Boomers had it easiest financially by a very long way compared to the generations that came after them. That's not an opinion but an easily proven economic fact; higher salaries, much easier job entry requirements, property prices, a lack of college expenses and need, and so forth made it massively easier. The inflation of past periods is absolutely insignificant in comparison; even at the height of it at ~14%, that's barely on par with what younger generations already face in rent prices and salary pressure among other things. https://twitter.com/graykimbrough/status/1198703644721524744
In addition, while jobless numbers were high at the high point of inflation (~10%) back then, today's job numbers count zero-hours jobs and other jobs that don't actually make people a living, which account for quite a bit. That's on top of many younger people having to pay student loans with that which have pretty high interest rates in the US.

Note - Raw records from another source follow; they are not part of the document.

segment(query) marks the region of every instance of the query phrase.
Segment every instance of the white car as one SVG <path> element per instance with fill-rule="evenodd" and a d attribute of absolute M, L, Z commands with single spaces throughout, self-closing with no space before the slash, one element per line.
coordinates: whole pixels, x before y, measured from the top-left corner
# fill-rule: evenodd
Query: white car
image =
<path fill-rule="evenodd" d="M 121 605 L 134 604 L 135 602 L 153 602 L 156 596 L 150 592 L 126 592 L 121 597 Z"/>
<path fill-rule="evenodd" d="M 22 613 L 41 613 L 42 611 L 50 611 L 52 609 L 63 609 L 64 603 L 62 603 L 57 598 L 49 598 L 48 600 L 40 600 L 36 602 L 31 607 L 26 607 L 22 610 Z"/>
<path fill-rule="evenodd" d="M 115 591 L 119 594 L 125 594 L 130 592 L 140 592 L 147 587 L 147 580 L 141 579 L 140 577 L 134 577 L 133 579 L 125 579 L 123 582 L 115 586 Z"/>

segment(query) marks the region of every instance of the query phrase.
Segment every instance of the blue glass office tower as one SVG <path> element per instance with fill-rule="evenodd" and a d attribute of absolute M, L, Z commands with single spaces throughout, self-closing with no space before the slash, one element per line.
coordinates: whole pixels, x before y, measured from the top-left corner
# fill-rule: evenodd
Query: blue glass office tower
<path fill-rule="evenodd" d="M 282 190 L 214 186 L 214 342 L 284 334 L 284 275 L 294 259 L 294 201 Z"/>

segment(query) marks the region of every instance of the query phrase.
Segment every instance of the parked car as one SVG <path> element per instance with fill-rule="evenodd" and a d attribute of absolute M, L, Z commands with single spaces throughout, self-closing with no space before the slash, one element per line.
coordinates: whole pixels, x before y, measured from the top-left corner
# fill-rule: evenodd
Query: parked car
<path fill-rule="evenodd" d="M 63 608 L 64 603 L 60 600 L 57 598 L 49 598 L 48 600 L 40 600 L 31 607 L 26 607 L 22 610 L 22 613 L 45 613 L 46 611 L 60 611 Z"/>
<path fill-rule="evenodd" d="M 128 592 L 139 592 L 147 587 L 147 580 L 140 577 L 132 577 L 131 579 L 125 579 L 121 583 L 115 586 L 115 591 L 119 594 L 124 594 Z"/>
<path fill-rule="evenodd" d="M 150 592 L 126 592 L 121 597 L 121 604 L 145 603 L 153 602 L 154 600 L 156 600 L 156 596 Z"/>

As for NFTs, there's actually a comparatively small number of people with money to invest in them: most NFTs are owned by a small group of around 10-15% of buyers. Many of those are people who inherited generational wealth, though of course that isn't all of them; boomers hold the vast majority of wealth right now (in property, mostly).
Unfortunately the rich people in the NFT space know full well that NFTs are a terrible idea and a ponzi scheme of sorts at best, but they know they can profit from making uninformed people buy into it. As you say, it will end badly for many people, and people who are not involved are suffering already; crypto speculation is messing up markets, affecting GPU availability, causing power shortages around the world and more.